I am working with few protein sequences and a genome and I want to the output to consists only the sequences with identity >=50 and coverage >=50. I can not find any command line for this, any suggestions on how to do this would be a great help to me!
Thank you.
the identity one you can specify as a parameter, but not so for the %coverage.
one approach to get it done : get the tabular output of blast and do some postprocessing on it (python? awk? perl? ... ). Keep in mind that even then this won't be very straightforward (but doable nonetheless) to get an accurate result, due to the nature of your blast search (== protein will be split over different HSP/"exons" over your genomic sequence) so take that into account
EDIT (in reference to @genomax comment) what I'm writing above is recommended/required if you want the stats per protein. The ones for a per HSP basis you can define through blast parameters
I was confusing it with the blast tabular output options you can request: for that output you can ask the piden or ppos for percentage identical and positive matches respec. (which are then suitable for post processing)

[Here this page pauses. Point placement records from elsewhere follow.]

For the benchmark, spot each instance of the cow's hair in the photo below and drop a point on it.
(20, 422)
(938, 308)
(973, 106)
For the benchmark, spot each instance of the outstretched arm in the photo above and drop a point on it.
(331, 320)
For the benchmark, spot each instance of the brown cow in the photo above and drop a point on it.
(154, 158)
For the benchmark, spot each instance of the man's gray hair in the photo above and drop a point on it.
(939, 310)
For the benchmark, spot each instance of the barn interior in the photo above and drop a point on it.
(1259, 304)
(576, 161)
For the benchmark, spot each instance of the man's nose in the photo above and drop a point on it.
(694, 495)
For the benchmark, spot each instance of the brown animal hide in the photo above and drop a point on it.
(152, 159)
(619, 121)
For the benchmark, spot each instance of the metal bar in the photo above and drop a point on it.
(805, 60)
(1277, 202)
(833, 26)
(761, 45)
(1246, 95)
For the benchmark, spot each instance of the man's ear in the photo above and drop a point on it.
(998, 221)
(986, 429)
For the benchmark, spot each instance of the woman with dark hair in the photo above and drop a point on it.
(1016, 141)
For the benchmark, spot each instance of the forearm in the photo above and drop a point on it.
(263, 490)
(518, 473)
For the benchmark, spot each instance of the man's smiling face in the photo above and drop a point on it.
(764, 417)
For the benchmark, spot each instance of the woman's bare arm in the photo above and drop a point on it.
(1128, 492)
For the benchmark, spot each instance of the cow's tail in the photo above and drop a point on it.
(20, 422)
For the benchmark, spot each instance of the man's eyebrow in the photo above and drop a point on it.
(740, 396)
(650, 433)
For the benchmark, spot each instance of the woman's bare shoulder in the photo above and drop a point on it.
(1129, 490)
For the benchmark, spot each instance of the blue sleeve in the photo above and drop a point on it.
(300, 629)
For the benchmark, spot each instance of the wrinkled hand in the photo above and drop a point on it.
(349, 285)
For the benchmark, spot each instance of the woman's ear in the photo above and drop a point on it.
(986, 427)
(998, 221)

hey, I found this really time saving and really helpful if anyone doesnt want to code.
1. export the data to excel sheet.
2. Go to a new column,
3. Go to fromula and insert an "if" statement, a dialogue box will pop up on the screen with
if (statement) : A1 < 50 (note that the identity or coverage is in the A column)
this is true "less_than_50"
this is false "not_less_than_50"
and then click on done.
Drage the equation all the way down to the last sequence.
Now, we have a column which is filled with "less_than_50" and "not_less_than_50"
After this, we can selest the filter option and click on the column and select "less_than_50"
It will delete the rows which have identity <50.
Only parameter you could potentially use for
tblastn
isYou will need to post-process the results for any other filtering you want to do.
oh okay, I will try that. Thank you!